Synopsis from Goodreads:
A supernatural thriller in the vein of A Head Full of Ghosts about two young girls, a scary story that becomes far too real, and the tragic–and terrifying–consequences that follow one of them into adulthood.
Red Lady, Red Lady, show us your face…
In 1991, Heather Cole and her friends were members of the Dead Girls Club. Obsessed with the macabre, the girls exchanged stories about serial killers and imaginary monsters, like the Red Lady, the spirit of a vengeful witch killed centuries before. Heather knew the stories were just that, until her best friend Becca began insisting the Red Lady was real–and she could prove it.

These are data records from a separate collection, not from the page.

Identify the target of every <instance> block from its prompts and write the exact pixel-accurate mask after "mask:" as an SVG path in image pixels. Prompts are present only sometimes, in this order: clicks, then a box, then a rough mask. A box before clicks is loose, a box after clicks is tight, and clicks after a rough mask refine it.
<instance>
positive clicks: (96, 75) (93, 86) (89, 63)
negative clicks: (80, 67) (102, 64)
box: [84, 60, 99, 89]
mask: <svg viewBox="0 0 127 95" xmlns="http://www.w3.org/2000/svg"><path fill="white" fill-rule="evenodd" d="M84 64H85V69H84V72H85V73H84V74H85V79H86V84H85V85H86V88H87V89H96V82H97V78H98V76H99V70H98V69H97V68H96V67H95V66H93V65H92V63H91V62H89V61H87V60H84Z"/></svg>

That belief got Becca killed.
It’s been nearly thirty years, but Heather has never told anyone what really happened that night–that Becca was right and the Red Lady was real. She’s done her best to put that fateful summer, Becca, and the Red Lady, behind her. Until a familiar necklace arrives in the mail, a necklace Heather hasn’t seen since the night Becca died.
The night Heather killed her.
Now, someone else knows what she did…and they’re determined to make Heather pay.

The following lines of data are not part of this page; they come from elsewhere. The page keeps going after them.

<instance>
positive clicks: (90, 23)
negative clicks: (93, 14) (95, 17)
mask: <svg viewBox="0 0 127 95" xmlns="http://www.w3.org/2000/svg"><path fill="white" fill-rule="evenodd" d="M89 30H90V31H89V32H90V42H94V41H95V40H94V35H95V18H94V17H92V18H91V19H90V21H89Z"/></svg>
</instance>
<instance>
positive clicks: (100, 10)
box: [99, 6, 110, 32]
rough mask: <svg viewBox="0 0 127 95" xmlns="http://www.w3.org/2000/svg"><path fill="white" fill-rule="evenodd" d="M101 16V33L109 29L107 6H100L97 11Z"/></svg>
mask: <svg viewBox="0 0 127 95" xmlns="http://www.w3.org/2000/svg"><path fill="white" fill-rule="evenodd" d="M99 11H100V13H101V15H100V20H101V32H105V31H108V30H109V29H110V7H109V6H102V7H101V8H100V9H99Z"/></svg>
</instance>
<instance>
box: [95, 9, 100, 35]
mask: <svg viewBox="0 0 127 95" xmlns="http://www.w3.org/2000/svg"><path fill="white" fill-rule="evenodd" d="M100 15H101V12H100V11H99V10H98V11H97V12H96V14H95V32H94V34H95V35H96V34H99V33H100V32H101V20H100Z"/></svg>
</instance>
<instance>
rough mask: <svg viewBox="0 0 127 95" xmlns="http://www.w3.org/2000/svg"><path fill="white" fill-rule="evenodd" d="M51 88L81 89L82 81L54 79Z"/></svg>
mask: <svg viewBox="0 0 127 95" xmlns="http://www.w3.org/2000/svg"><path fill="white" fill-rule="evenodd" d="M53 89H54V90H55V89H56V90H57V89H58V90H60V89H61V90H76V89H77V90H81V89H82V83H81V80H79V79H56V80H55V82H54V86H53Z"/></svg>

I received a copy of this title via NetGalley. It does not impact my review.
The Dead Girls Club will be available December 10, 2019.
To be perfectly honest, I wanted to read this book because of that beautiful cover. I think I requested a copy on NetGalley without even really reading the synopsis. Unfortunately, the cover ended up being the best thing about the book.
I kind of feel like the synopsis is a little misleading. It doesn’t say anything inaccurate, but I think it frames the story as more of a Horror than it actually was. Instead of a creepy, cat-and-mouse type of story, we get to watch a paranoid woman wander around making stupid decision after stupid decision, interspersed with the re-telling of the events that led to her childhood best friend’s death. The past chapters were a bit of a struggle to get through. The Red Lady is a story Becca makes up and scares her friends with. Many of the chapters were just repetitive stories of the Red Lady and how Heather gets annoyed that Becca doesn’t want to talk about anything else. Eventually all the girls start to think she’s real and it ends in some insanity. The girls are 12 or 13 and I felt like they were too old for this type of behavior. I also thought Becca was a little psycho and I had a hard time understanding why Heather would actually want to be friends with her.
I had a real hard time liking Heather. I just feel like every single thing she did was the wrong thing. As a psychologist I thought she should have recognized her unhealthy behavior a little more than she did. But, I guess it goes along with the cliche that the people who need psychologists the most are the ones that end up going into that field. She also really frustrated me with how she treated her husband and her friends.
One good thing I have to say about the story, though, is that I thought the conclusion was going to be super obvious and it ended up not being what I thought it would be. I was so focused on what I thought was going to happen, that I overlooked all the clues the author left and I liked that it surprised me. I just wish the rest of the story wasn’t so repetitive and slow.
Overall, The Dead Girls Club wasn’t really for me. I found the main character really unlikable and felt the story dragged a lot. It didn’t live up to it’s potential for me, but I have seen some more favorable reviews of it, so it might still be worth the read for some. I’m increasing my rating a bit because the end did manage to have a twist I wasn’t expecting.